The Ubiquity and Predictability of the Exponential Growth of Information Technology

6:00-6:55 pm, October 3

The exponential growth of the price-performance and capacity of information technology in many realms including biology, communication, and even resources such as energy continues unabated. New and updated graphs showing the remarkable predictability of this progression will be presented. Three-dimensional molecular computing will provide the hardware for human-level "strong" AI well before 2030. Within one to two decades, we will be in a position to stop and reverse the progression of disease and aging resulting in dramatic gains in health and longevity. The portion of the economy comprised of information technology is itself growing exponentially and within a couple of decades, the bulk of the economy will be dominated by information and software. Exponential growth also applies to the reverse-engineering of the human brain. Once nonbiological intelligence matches the range and subtlety of human intelligence, it will necessarily soar past it. The implication will be an intimate merger between the technology-creating species and the evolutionary process it spawned.

Critics of the Singularity

1:30-2:00 pm, October 4

The most common criticisms of the exponential growth of information technology and its implications will be examined. These include criticisms from hardware (“Moore’s Law will not go on forever”), software (“software is stuck in the mud”), the brain (“the brain is too complicated to understand or replicate”), ontology (“software is not capable of thinking or of consciousness”), and promise versus peril (“biotechnology, nanotechnology, and artificial intelligence are too dangerous”).

Biographies: Ray Kurzweil

Ray Kurzweil has been described as “the restless genius” by the Wall Street Journal, and “the ultimate thinking machine” by Forbes. Inc. magazine ranked him #8 among entrepreneurs in the United States, calling him the “rightful heir to Thomas Edison,” and PBS included Ray as one of 16 “revolutionaries who made America,” along with other inventors of the past two centuries.

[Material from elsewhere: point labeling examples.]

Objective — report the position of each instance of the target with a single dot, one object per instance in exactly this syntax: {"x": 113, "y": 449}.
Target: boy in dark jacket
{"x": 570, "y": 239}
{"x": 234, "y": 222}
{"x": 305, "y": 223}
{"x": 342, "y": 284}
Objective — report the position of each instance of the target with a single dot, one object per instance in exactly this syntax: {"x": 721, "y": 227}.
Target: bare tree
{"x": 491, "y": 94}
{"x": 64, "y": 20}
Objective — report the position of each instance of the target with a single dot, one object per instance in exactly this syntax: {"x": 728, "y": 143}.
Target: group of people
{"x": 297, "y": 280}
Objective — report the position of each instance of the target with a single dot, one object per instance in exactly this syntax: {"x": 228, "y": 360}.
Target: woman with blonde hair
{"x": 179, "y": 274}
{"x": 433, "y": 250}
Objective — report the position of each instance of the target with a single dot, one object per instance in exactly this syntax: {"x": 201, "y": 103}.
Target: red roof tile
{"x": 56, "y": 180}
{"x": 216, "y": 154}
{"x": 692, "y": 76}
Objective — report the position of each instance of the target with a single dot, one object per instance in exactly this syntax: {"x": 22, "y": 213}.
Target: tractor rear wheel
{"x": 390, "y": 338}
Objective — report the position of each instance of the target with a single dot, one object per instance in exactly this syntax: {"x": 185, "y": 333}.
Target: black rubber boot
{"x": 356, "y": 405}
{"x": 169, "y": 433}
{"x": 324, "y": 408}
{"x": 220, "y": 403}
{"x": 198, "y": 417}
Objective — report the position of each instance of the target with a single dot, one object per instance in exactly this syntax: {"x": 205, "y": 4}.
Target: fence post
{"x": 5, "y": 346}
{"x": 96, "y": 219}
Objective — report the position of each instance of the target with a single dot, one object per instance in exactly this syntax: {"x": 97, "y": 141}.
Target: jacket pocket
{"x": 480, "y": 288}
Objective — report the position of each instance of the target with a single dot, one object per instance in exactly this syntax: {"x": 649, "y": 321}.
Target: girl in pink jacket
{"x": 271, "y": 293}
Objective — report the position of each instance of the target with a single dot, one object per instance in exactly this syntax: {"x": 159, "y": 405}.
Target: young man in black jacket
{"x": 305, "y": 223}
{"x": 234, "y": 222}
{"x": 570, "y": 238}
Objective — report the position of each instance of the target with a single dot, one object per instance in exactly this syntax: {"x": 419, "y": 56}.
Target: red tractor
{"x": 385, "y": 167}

As one of the leading inventors of our time, Ray was the principal developer of the first CCD flat-bed scanner, the first omni-font optical character recognition, the first print-to-speech reading machine for the blind, the first text-to-speech synthesizer, the first music synthesizer capable of recreating the grand piano and other orchestral instruments, and the first commercially marketed large-vocabulary speech recognition. Ray’s web site Kurzweil AI.net has over one million readers.

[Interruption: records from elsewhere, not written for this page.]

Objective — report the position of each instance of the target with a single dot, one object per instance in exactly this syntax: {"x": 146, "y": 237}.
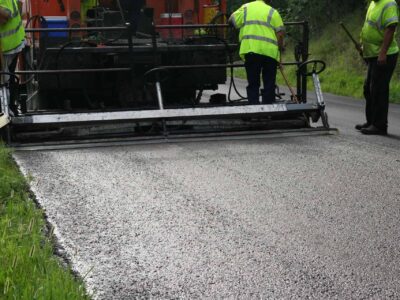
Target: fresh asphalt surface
{"x": 280, "y": 218}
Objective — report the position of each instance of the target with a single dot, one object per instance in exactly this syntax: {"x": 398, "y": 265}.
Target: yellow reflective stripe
{"x": 232, "y": 19}
{"x": 11, "y": 32}
{"x": 261, "y": 23}
{"x": 260, "y": 38}
{"x": 379, "y": 21}
{"x": 378, "y": 24}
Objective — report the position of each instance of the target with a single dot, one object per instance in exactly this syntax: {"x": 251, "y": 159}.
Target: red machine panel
{"x": 192, "y": 10}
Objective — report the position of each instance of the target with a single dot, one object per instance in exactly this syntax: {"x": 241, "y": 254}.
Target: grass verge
{"x": 28, "y": 267}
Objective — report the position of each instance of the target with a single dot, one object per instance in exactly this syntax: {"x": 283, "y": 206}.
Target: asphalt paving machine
{"x": 157, "y": 70}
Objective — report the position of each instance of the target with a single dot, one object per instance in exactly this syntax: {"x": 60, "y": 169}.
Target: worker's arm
{"x": 387, "y": 40}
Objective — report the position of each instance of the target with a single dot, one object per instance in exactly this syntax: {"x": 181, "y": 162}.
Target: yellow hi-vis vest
{"x": 380, "y": 15}
{"x": 12, "y": 33}
{"x": 258, "y": 23}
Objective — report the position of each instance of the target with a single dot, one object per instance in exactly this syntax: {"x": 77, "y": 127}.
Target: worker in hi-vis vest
{"x": 261, "y": 37}
{"x": 380, "y": 51}
{"x": 12, "y": 39}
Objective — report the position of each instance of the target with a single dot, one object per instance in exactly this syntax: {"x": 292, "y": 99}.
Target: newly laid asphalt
{"x": 314, "y": 217}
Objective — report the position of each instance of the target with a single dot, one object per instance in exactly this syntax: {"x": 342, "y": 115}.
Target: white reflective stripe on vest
{"x": 15, "y": 13}
{"x": 391, "y": 20}
{"x": 259, "y": 38}
{"x": 271, "y": 13}
{"x": 11, "y": 32}
{"x": 258, "y": 22}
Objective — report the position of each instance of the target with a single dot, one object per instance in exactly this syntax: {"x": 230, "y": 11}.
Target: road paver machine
{"x": 143, "y": 71}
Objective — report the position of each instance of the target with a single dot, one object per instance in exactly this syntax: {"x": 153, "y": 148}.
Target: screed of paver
{"x": 313, "y": 217}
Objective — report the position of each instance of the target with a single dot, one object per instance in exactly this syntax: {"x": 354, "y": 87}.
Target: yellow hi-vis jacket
{"x": 258, "y": 23}
{"x": 12, "y": 33}
{"x": 381, "y": 14}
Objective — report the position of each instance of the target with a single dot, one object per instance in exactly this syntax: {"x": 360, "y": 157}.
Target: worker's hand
{"x": 382, "y": 59}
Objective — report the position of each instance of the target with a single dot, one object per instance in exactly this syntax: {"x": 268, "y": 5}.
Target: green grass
{"x": 28, "y": 267}
{"x": 345, "y": 69}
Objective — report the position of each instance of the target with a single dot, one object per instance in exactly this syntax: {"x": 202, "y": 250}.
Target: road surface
{"x": 279, "y": 218}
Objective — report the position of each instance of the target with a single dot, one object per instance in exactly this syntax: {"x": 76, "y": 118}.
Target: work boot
{"x": 372, "y": 130}
{"x": 361, "y": 126}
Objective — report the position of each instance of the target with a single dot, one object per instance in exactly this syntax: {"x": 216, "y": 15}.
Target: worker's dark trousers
{"x": 255, "y": 65}
{"x": 376, "y": 91}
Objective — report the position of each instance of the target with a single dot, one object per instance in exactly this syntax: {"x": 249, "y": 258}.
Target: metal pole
{"x": 306, "y": 40}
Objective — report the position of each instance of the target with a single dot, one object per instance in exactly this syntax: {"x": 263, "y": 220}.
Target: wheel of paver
{"x": 318, "y": 66}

Among Ray’s many honors, he is the recipient of the $500,000 MIT-Lemelson Prize, the world's largest for innovation. In 1999, he received the National Medal of Technology, the nation's highest honor in technology, from President Clinton in a White House ceremony. And in 2002, he was inducted into the National Inventor's Hall of Fame , established by the US Patent Office.

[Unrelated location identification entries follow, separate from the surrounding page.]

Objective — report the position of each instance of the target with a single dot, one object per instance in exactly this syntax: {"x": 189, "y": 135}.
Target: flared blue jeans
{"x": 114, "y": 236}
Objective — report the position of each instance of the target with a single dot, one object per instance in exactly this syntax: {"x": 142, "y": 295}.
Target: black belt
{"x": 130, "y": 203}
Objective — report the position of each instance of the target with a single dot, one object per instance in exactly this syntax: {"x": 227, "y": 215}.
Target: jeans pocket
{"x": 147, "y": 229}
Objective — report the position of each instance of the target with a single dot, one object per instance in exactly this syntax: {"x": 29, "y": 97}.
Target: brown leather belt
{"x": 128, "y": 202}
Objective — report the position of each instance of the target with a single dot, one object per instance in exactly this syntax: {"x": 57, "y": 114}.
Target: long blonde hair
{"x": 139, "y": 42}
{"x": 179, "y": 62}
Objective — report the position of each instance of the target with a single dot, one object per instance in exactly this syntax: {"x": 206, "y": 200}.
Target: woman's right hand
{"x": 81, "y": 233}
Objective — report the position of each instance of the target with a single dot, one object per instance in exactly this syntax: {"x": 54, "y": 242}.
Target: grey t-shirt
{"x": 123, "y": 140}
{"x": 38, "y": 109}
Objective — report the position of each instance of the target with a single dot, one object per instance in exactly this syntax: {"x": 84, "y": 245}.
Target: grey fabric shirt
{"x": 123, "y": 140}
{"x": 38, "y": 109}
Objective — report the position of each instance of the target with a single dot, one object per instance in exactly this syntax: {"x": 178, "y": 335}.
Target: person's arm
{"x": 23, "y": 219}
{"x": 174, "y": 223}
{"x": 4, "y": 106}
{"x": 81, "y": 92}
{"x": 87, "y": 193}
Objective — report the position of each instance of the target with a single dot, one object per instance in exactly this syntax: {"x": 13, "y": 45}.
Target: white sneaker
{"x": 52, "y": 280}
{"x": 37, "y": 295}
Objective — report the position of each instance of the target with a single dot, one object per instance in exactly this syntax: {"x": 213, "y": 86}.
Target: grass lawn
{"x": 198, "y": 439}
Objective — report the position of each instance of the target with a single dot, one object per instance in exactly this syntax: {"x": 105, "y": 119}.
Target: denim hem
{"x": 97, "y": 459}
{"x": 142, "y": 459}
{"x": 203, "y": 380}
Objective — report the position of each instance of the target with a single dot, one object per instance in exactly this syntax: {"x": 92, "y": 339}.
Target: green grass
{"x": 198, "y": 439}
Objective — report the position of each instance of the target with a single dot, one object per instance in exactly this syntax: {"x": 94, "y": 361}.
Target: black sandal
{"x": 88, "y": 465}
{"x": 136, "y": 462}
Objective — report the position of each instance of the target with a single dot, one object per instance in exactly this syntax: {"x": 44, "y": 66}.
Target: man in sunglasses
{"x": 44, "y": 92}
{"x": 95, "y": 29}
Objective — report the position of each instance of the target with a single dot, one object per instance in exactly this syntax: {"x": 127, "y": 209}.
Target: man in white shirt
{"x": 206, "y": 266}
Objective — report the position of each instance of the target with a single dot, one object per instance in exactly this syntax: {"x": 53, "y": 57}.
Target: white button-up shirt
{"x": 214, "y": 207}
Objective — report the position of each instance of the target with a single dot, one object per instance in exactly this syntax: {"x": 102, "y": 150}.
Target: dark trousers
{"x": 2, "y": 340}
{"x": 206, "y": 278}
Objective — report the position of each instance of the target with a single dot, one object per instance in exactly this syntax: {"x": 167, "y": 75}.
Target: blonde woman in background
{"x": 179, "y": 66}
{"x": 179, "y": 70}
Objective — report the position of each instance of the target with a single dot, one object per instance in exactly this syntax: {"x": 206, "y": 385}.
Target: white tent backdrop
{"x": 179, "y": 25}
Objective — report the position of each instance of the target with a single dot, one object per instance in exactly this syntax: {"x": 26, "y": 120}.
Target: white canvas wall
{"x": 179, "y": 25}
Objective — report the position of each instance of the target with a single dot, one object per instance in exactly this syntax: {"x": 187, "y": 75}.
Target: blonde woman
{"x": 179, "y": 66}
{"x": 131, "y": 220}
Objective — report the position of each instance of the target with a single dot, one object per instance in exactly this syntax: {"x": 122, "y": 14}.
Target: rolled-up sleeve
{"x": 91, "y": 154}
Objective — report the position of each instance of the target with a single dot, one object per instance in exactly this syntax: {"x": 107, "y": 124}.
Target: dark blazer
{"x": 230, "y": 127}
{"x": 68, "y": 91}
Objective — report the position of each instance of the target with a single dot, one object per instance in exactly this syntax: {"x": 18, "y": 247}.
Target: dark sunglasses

He has received sixteen honorary Doctorates and honors from three U.S. presidents.

Ray has written six books, four of which have been national best sellers. The Age of Spiritual Machines has been translated into 9 languages and was the #1 best selling book on Amazon in science. Ray’s latest book, The Singularity is Near, was a New York Times best seller, and has been the #1 book on Amazon in both science and philosophy.